Symbolfoto: Dient der Illustration und ist nicht zwingend orts- oder personengebunden.
Milliarden für die Gesundheitsversorgung im Sommer
Die Urlaubssaison stellt das Gesundheitswesen jedes Jahr vor besondere Herausforderungen. In der Autonomen Gemeinschaft Valencia reagiert die Regionalregierung mit einem verstärkten Sommerplan. Wie das Gesundheitsressort mitteilte, stehen in diesem Jahr 85,2 Millionen Euro bereit, um die medizinische Versorgung sowohl für die einheimische Bevölkerung als auch für die zahlreichen Touristen zu sichern. Das Budget liegt damit um 2,7 Millionen Euro oder 3,27 Prozent über dem des Vorjahres.

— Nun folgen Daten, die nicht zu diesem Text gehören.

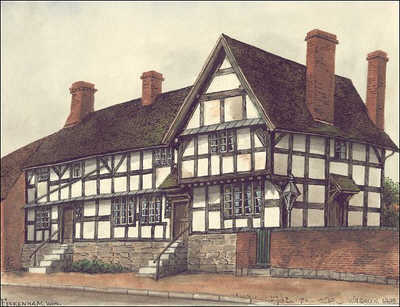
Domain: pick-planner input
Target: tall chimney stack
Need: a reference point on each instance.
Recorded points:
(320, 84)
(376, 85)
(151, 88)
(82, 102)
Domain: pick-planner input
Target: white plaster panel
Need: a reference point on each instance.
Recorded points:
(317, 168)
(357, 199)
(105, 207)
(374, 177)
(135, 161)
(119, 232)
(76, 189)
(214, 221)
(316, 194)
(359, 152)
(147, 159)
(280, 164)
(187, 168)
(161, 174)
(251, 109)
(89, 208)
(354, 218)
(158, 231)
(358, 174)
(189, 150)
(299, 142)
(120, 184)
(199, 197)
(339, 168)
(373, 219)
(298, 166)
(215, 165)
(241, 223)
(212, 112)
(198, 223)
(202, 143)
(315, 218)
(194, 121)
(228, 223)
(147, 181)
(202, 167)
(227, 164)
(243, 138)
(272, 217)
(243, 162)
(134, 183)
(284, 142)
(317, 145)
(259, 160)
(31, 233)
(105, 186)
(233, 108)
(88, 230)
(374, 200)
(297, 217)
(214, 195)
(103, 231)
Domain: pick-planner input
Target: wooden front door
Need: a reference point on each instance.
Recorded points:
(181, 219)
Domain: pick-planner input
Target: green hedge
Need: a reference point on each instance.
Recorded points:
(96, 266)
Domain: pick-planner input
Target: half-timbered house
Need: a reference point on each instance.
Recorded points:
(258, 142)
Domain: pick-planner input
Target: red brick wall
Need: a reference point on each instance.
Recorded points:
(373, 252)
(14, 225)
(246, 249)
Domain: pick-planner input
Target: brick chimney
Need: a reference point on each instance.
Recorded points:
(82, 102)
(320, 84)
(151, 86)
(376, 85)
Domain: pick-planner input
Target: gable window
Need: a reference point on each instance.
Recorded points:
(162, 157)
(43, 174)
(221, 141)
(150, 210)
(340, 149)
(123, 210)
(42, 220)
(242, 199)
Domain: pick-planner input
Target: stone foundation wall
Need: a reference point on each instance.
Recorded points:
(212, 253)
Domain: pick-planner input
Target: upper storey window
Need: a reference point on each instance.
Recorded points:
(221, 142)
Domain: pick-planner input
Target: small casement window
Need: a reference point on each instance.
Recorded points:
(340, 149)
(76, 170)
(42, 218)
(150, 210)
(163, 157)
(43, 174)
(123, 210)
(221, 141)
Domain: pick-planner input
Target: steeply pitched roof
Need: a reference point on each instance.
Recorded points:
(12, 164)
(124, 126)
(280, 86)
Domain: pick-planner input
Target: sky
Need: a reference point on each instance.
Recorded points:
(46, 46)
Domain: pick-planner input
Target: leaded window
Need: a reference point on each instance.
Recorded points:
(222, 141)
(123, 210)
(163, 157)
(42, 219)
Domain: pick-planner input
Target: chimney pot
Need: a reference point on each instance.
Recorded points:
(82, 102)
(151, 86)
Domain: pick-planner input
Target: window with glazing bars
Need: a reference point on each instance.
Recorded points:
(123, 210)
(42, 219)
(222, 141)
(163, 157)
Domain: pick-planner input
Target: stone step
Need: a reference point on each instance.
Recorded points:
(41, 270)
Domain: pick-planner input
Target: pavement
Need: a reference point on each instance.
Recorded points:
(215, 287)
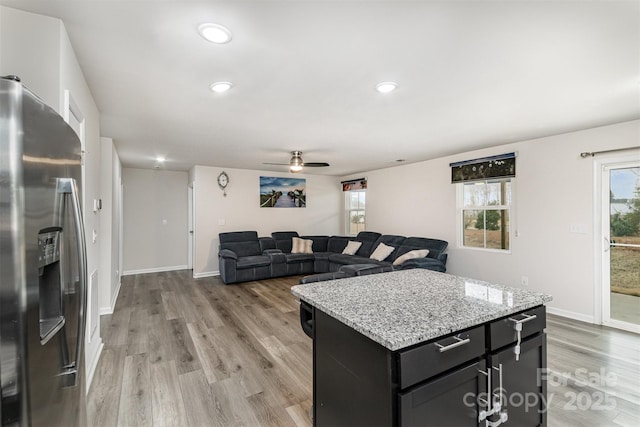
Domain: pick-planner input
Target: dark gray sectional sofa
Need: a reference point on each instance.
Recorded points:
(244, 256)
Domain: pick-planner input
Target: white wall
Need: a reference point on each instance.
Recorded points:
(37, 49)
(110, 248)
(241, 211)
(155, 220)
(554, 188)
(30, 49)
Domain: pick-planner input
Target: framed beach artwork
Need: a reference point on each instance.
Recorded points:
(278, 192)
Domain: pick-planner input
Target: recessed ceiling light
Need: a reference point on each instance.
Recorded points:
(386, 87)
(215, 33)
(219, 87)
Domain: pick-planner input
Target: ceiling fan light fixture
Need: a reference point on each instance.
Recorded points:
(215, 33)
(386, 87)
(296, 163)
(220, 87)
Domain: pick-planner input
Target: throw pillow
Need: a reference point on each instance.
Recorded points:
(296, 245)
(352, 248)
(301, 246)
(308, 246)
(381, 252)
(418, 253)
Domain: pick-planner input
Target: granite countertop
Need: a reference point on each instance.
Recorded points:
(407, 307)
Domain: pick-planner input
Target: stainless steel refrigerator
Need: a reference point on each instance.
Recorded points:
(42, 264)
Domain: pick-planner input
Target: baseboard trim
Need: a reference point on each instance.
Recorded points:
(109, 310)
(154, 270)
(94, 364)
(571, 315)
(205, 274)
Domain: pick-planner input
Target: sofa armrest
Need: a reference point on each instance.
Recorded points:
(426, 263)
(271, 252)
(226, 253)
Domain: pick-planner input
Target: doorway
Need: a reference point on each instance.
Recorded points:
(620, 248)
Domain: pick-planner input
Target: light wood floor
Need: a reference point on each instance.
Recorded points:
(185, 352)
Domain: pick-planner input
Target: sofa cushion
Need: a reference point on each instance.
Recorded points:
(293, 258)
(301, 246)
(381, 252)
(284, 240)
(243, 243)
(337, 244)
(368, 238)
(436, 247)
(266, 243)
(351, 248)
(319, 243)
(342, 259)
(416, 253)
(253, 261)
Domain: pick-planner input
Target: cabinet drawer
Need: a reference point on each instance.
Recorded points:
(427, 360)
(451, 400)
(503, 331)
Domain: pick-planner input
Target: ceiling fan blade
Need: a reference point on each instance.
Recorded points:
(316, 164)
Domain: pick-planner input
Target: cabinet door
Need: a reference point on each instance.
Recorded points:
(451, 400)
(523, 389)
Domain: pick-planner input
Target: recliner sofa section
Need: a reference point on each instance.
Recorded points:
(245, 257)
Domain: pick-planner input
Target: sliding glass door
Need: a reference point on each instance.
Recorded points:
(621, 245)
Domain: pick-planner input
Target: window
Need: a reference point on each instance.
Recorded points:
(355, 211)
(484, 211)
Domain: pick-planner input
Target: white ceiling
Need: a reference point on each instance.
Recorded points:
(471, 74)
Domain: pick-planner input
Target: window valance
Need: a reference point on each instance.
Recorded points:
(354, 184)
(501, 166)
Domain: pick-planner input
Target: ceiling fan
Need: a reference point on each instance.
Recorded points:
(296, 163)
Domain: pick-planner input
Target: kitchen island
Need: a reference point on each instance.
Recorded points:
(417, 347)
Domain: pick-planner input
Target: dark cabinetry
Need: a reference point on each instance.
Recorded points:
(488, 375)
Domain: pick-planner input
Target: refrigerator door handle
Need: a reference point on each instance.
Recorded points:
(69, 186)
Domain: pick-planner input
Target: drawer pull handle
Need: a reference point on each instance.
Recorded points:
(458, 343)
(527, 317)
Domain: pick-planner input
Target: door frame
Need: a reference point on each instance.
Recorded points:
(602, 210)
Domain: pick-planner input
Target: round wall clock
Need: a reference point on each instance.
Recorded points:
(223, 181)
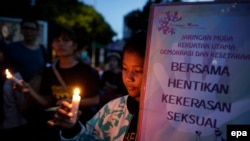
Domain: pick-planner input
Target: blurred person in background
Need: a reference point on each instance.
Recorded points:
(111, 79)
(61, 78)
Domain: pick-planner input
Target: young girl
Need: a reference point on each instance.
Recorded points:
(117, 120)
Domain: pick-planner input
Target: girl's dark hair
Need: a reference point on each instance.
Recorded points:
(29, 20)
(136, 44)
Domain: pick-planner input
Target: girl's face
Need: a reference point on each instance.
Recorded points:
(132, 73)
(64, 46)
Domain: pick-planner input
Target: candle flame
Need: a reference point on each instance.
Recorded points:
(76, 91)
(8, 74)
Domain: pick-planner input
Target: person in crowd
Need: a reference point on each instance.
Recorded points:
(13, 123)
(62, 77)
(111, 79)
(28, 56)
(117, 120)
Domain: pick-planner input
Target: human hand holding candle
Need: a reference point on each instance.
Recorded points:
(13, 78)
(75, 104)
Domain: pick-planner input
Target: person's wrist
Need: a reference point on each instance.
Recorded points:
(71, 132)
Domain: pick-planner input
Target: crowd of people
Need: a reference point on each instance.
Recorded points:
(39, 108)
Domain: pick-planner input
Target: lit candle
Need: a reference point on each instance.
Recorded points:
(75, 104)
(13, 78)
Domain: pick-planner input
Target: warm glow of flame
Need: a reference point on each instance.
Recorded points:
(8, 74)
(76, 91)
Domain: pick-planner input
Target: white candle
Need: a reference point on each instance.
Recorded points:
(75, 104)
(13, 78)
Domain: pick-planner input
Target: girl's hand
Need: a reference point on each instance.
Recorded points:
(63, 115)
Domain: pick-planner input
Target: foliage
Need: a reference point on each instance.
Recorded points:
(89, 24)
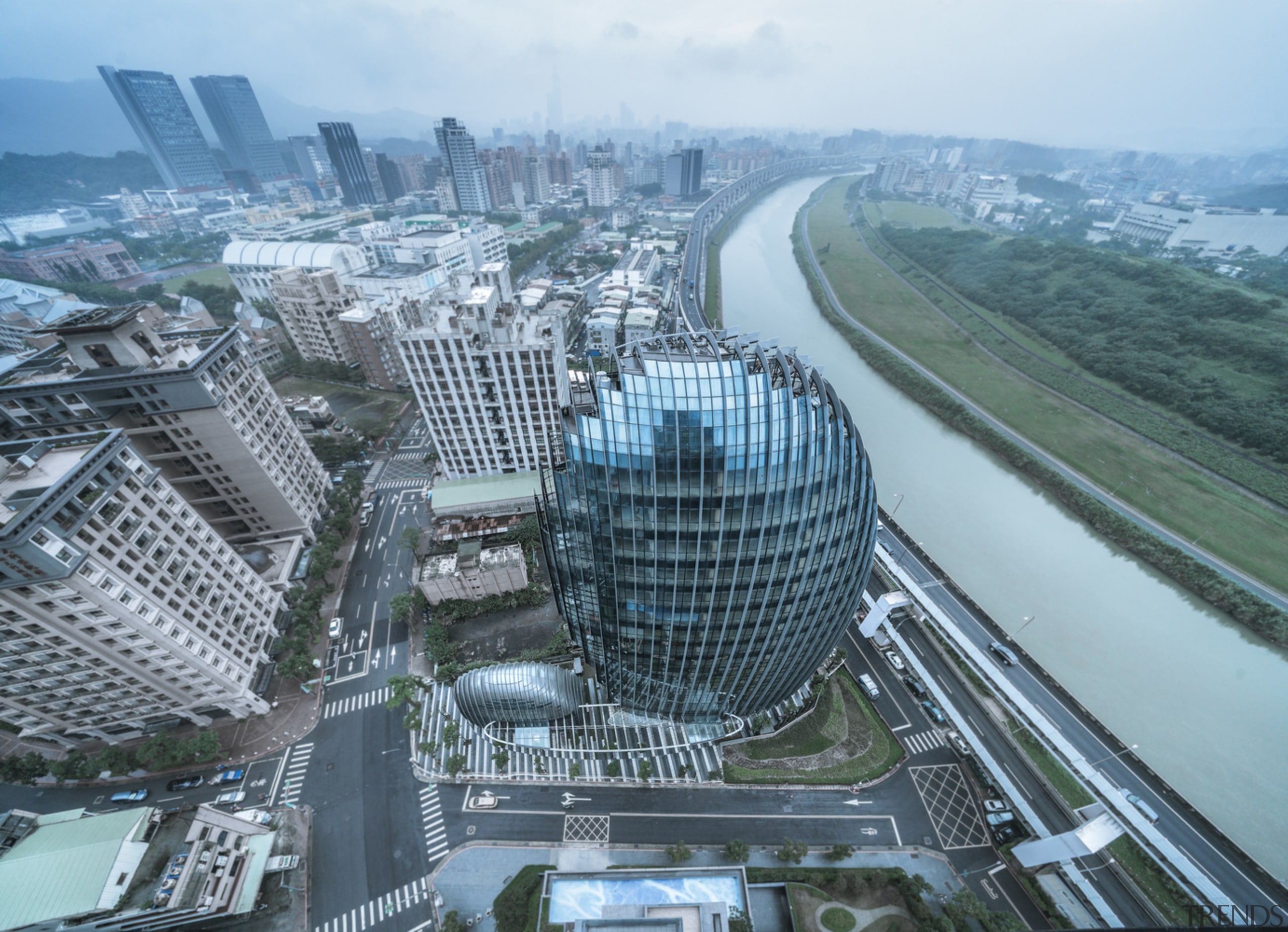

Mehr Personal und zusätzliche Standorte
Ein Großteil der Mittel ist für zusätzliches Personal vorgesehen. Geplant sind rund 9.000 befristete Verträge, um sowohl Verstärkungen für besonders frequentierte Gebiete als auch Vertretungen für den Urlaub des Stammpersonals zu finanzieren. Ein besonderer Fokus liegt auf der Primärversorgung in den Touristenzentren. So werden 25 temporäre Strandkonsultationen entlang der Küste eingerichtet, darunter in Orten wie Benicàssim, Dénia oder Xeraco. Zusätzlich werden 74 bestehende Gesundheitszentren in den drei Provinzen Castellón, Valencia und Alicante mit mehr Personal ausgestattet. Die Liste umfasst beliebte Küstenorte wie Benidorm, Calpe und Torrevieja, aber auch Gemeinden im Inland, wo die Besucherzahlen ebenfalls steigen.
Krankenhäuser halten mehr Betten vor
Auch in den Krankenhäusern wird die Kapazität für die Sommermonate hochgefahren. Die Behörde spricht von einer „weniger restriktiven“ Planung als in der Vergangenheit. Die Zahl der verfügbaren Krankenhausbetten soll im Vergleich zum Sommer 2023 um insgesamt 4,8 Prozent steigen. Die Zunahme fällt je nach Monat unterschiedlich aus: Während im Juli nur 0,5 Prozent mehr Betten bereitstehen, sind es im August bereits 3,65 Prozent und im September sogar 12,62 Prozent mehr. Laut der Generalitat Valenciana bleiben insbesondere in den touristisch stark frequentierten Gebieten, sowohl an der Küste als auch im Inland, alle regulären Betten in Betrieb. Die Notaufnahmen sollen bei Bedarf zusätzlich verstärkt werden.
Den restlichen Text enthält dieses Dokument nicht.